Still scarred by the political chaos of the previous DPJ rule, voters this month are likely to flock to the LDP, which is regarded as the party representing stability. Although full-throated skepticism about Abenomics largely remains, ironically, there is decreased appetite to abandon it halfway through. First, voters greatly recognize that the upcoming third arrow holds the key to a sustained Japanese economic revival; hence they want to wait and see if the policies can bear fruit. This is also arguably the main reason for Abe’s landslide victory in the December 2014 elections, as he succeeded in persuading the electorate to stay the course with slogans like “Abenomics is progressing” and “there is no other way to economic recovery.”

Moreover, by positioning his policy as a means to “fix” all the DPJ’s mistakes, a canny Abe made the DPJ into a scapegoat. He has repeatedly claimed that a weaker yen would strengthen the Japanese economy and that Japan should not wish to return to the high yen era of the previous DPJ-led government, which has impacted exporting companies’ competitiveness in overseas markets. On the other side, although the opposition seems determined to challenge Abe’s policy, they have not gained much traction so far. The Democratic Party (DP), the result of a merger between the Democratic Party of Japan (DPJ) and the Japan Innovation Party, has not accentuated any nuances that make them different from the previous DPJ and thus has failed to convince voters that they are serious about revamping Japanese economy through a more viable alternative to the LDP’s plan. Instead, they have wasted all their efforts and energies in criticizing Abe’s high-handedness. Recently, they criticized Abe’s decision to postpone the tax hike as proof of the failure of Abenomics — but without offering any alternatives. The opposition party will erode its reputation and continue to marginalize itself due to an inability to go beyond “just saying no.”

Second, though the economy is weak, owing to the rise of nationalistic overtones, voters tend to blame China’s slowdown rather than Abe’s policies. The logic of Abenomics and its trickle-down approach might end up only helping the privileged and well-connected business while leaving the nation as a whole worse off than before. However, Abe’s pragmatism and continuing hints of shifting Japan rightward have allowed him to echo nationalistic tones in a bid to consolidate public support for himself as a strong leader that can be trusted to exert appropriate and effective reforms to revive the Japanese economy. Moreover, the hysteria of Brexit also likely helps Abe in the next Upper House election, as it will provide excuses for the sudden appreciation of yen.
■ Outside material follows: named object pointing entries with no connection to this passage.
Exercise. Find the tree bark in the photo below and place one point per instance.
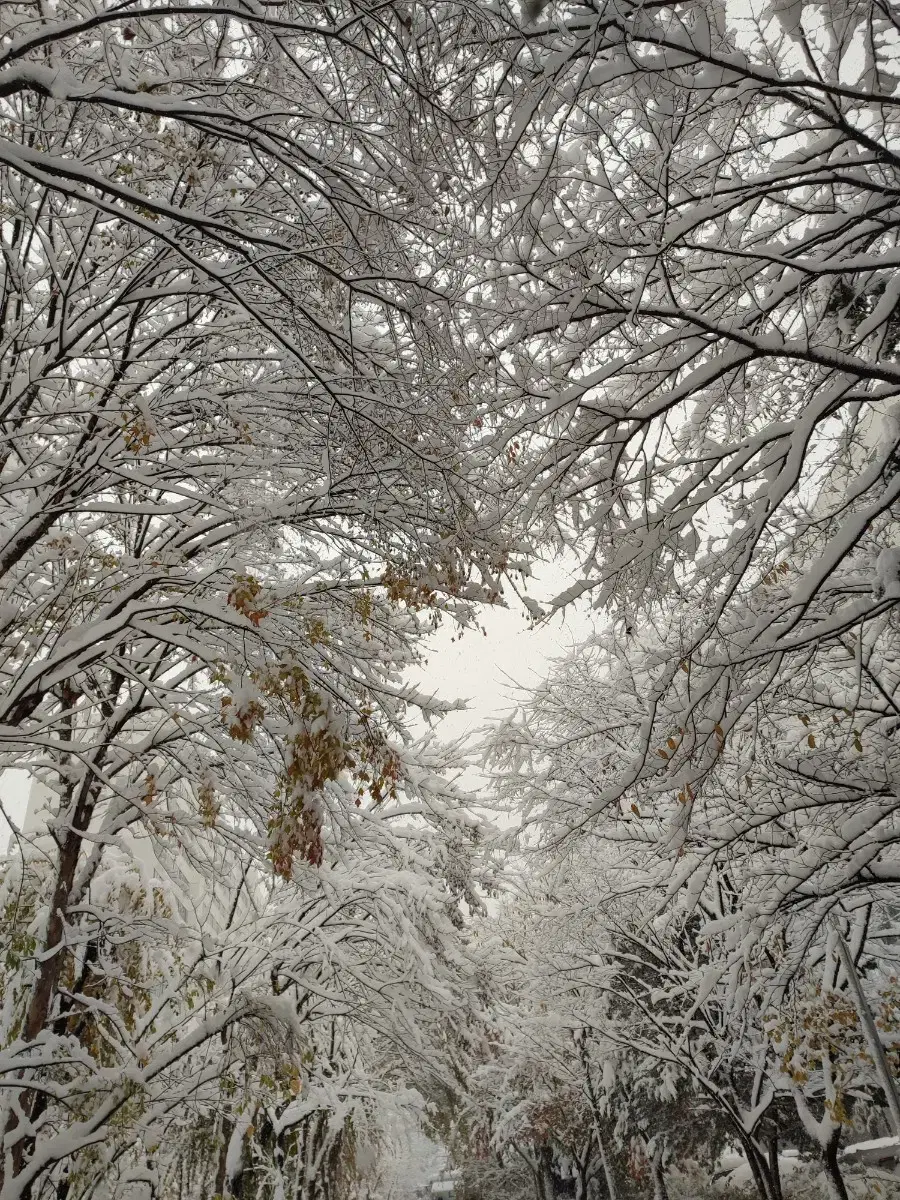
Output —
(837, 1187)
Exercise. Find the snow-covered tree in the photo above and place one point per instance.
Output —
(240, 475)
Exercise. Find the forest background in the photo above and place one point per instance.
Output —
(330, 325)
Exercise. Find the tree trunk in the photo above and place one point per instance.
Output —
(774, 1171)
(837, 1187)
(658, 1167)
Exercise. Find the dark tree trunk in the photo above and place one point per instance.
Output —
(837, 1186)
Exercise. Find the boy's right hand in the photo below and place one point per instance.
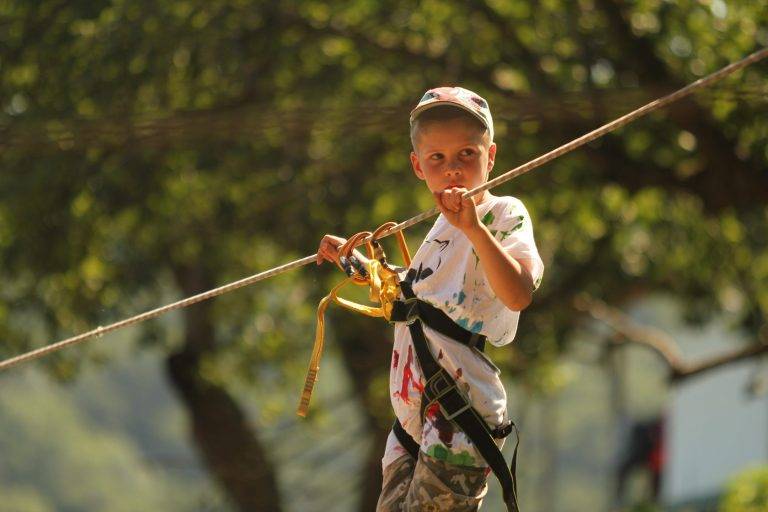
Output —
(329, 249)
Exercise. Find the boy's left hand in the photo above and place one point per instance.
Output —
(459, 212)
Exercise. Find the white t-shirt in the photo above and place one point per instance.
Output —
(446, 272)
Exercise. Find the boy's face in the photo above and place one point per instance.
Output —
(452, 153)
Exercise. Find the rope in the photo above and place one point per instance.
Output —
(514, 173)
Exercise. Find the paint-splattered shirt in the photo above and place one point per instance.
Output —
(446, 272)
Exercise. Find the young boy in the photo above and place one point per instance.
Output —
(478, 267)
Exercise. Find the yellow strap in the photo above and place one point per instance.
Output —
(317, 350)
(384, 290)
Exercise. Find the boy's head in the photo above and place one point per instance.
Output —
(452, 137)
(447, 103)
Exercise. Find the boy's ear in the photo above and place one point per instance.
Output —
(416, 166)
(491, 156)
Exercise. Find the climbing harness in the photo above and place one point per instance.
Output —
(522, 169)
(376, 273)
(440, 387)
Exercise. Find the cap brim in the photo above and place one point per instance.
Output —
(418, 110)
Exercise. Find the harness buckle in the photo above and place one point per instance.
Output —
(443, 389)
(412, 314)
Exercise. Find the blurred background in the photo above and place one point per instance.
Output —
(152, 150)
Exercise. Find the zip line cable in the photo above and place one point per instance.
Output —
(522, 169)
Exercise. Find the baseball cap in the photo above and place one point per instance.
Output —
(457, 97)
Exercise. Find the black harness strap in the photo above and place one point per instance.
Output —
(441, 387)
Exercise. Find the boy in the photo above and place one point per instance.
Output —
(477, 268)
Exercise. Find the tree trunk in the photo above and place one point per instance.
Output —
(220, 429)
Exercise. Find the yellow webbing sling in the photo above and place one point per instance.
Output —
(384, 286)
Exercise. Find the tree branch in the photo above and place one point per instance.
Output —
(661, 342)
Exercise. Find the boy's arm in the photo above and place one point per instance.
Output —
(510, 279)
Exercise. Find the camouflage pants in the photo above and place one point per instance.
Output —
(431, 485)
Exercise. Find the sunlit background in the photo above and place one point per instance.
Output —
(150, 151)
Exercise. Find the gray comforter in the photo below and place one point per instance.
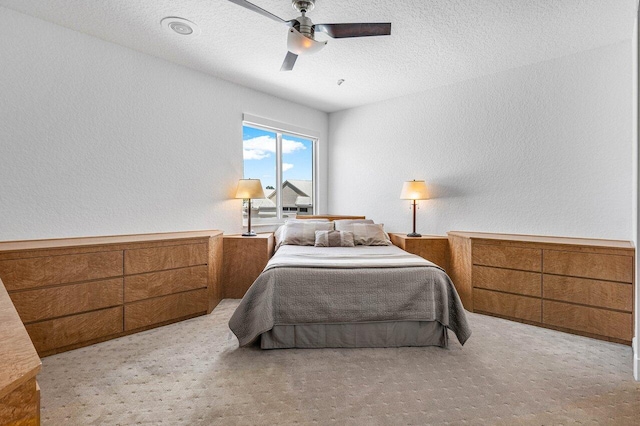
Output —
(321, 285)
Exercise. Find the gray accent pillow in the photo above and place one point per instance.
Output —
(303, 234)
(368, 234)
(342, 223)
(334, 239)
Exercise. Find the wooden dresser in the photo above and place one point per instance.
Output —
(244, 260)
(434, 248)
(582, 286)
(78, 291)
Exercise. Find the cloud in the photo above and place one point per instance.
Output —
(258, 148)
(262, 147)
(289, 146)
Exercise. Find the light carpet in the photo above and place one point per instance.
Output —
(194, 373)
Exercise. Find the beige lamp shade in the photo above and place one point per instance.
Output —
(414, 190)
(249, 188)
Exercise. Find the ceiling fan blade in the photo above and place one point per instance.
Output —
(354, 30)
(289, 62)
(257, 9)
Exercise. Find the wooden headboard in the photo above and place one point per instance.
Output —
(330, 217)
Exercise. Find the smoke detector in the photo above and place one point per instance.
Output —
(180, 26)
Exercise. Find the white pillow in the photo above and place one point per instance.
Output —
(341, 223)
(368, 234)
(303, 233)
(334, 239)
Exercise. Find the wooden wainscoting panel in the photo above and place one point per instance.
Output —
(589, 265)
(165, 308)
(509, 280)
(605, 294)
(526, 259)
(52, 302)
(20, 274)
(460, 269)
(139, 261)
(508, 305)
(21, 407)
(161, 283)
(60, 332)
(598, 321)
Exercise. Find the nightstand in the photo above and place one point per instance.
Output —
(243, 260)
(434, 248)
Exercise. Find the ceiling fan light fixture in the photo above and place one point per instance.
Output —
(302, 45)
(180, 26)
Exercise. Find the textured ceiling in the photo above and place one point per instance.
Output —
(433, 43)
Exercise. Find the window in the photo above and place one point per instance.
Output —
(283, 160)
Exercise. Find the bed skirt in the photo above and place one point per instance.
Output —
(356, 335)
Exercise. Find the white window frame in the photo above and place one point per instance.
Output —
(279, 128)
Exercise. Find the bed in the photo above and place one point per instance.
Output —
(362, 296)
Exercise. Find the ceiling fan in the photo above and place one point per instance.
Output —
(300, 39)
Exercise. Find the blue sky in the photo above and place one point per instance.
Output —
(259, 151)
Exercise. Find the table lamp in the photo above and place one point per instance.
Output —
(248, 189)
(414, 190)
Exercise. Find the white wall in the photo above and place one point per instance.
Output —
(635, 200)
(542, 149)
(98, 139)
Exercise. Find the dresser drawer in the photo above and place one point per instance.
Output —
(60, 332)
(509, 280)
(159, 258)
(153, 311)
(508, 305)
(20, 274)
(162, 283)
(525, 259)
(604, 294)
(608, 267)
(52, 302)
(597, 321)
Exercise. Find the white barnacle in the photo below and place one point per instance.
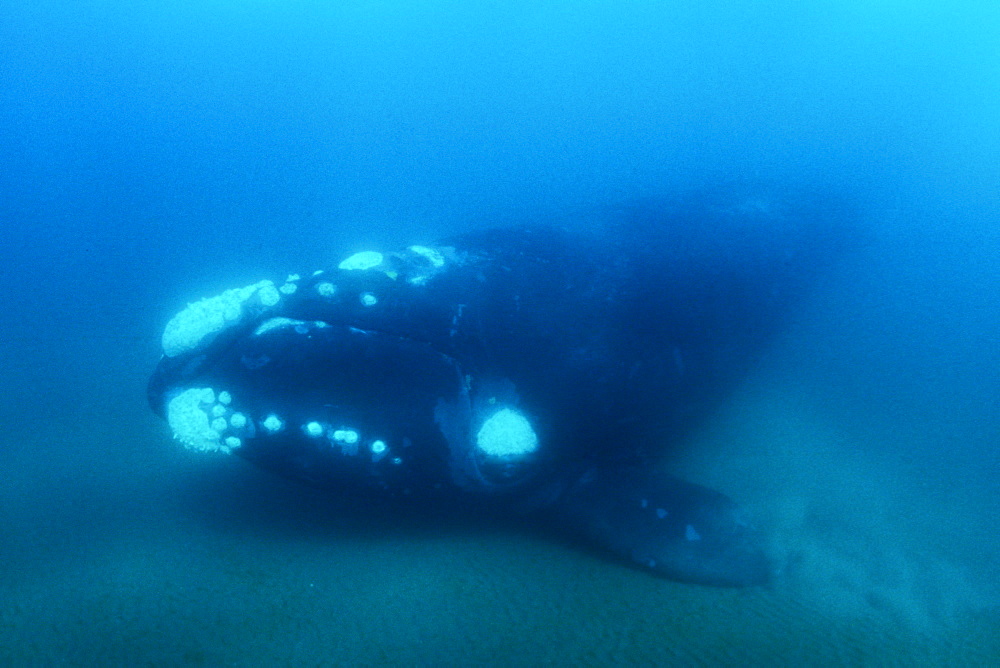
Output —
(272, 424)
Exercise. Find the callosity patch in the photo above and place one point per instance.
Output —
(202, 321)
(206, 422)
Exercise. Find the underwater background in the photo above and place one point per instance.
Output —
(153, 153)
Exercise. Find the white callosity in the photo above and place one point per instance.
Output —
(274, 323)
(431, 262)
(289, 287)
(432, 255)
(202, 420)
(506, 433)
(379, 450)
(188, 416)
(201, 321)
(272, 424)
(361, 261)
(347, 439)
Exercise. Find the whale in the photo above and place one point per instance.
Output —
(547, 369)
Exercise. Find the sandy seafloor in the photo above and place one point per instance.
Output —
(120, 548)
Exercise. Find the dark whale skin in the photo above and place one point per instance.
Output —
(545, 368)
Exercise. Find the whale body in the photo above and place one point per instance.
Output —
(546, 368)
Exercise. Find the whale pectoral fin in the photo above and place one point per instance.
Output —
(675, 528)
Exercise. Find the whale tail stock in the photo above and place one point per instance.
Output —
(673, 528)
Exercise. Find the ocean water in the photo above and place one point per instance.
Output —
(156, 153)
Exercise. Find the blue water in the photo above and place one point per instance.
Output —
(154, 153)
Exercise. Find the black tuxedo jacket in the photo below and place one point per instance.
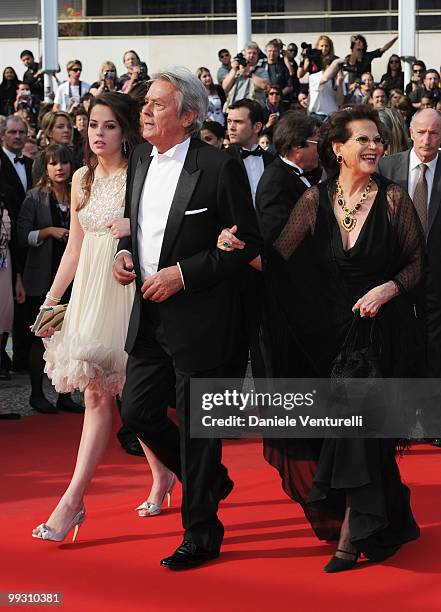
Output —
(277, 193)
(199, 321)
(14, 188)
(396, 168)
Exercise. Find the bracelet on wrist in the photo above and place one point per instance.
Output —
(51, 297)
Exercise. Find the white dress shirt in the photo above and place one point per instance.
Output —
(301, 177)
(155, 203)
(254, 166)
(414, 174)
(19, 168)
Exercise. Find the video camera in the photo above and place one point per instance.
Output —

He can also put the blame on Brexit for the economic slowdown that Japan experiences and will continue to experience.

Third, Abe understands very well that in times of turmoil, Japanese voters would always opt for stability. Although Amari’s departure might leave a void in Abe’s cabinet and hamper the effort to pioneer further Abenomics policies, Abe has handled the scandal skillfully. He still insists on full commitment to the remaining arrows of Abenomics even without Amari, though he will postpone the tax hike until late in 2019. The appointment of new minister, Nobuteru Ishihara continues the “buddy cabinet,” which ironically increased the government’s approval due to the resulting stability.

In sum, the July 2016 Upper House election will undoubtedly bring a big win for LDP. Afterwards, Abe and his party can flex their muscles in the parliament, advance the broader agenda of Abenomics, and eventually “restore Japan’s power.” Despite reservations, in the name of stability, the public would still vote yes for Abe.

Trissia Wijaya is currently a MEXT Scholar in the Graduate School of International Relations at Ritsumeikan University, Kyoto, Japan. Prior to coming to the Ritsumeikan, she was a research assistant in the Centre for Strategic and International Studies at Jakarta.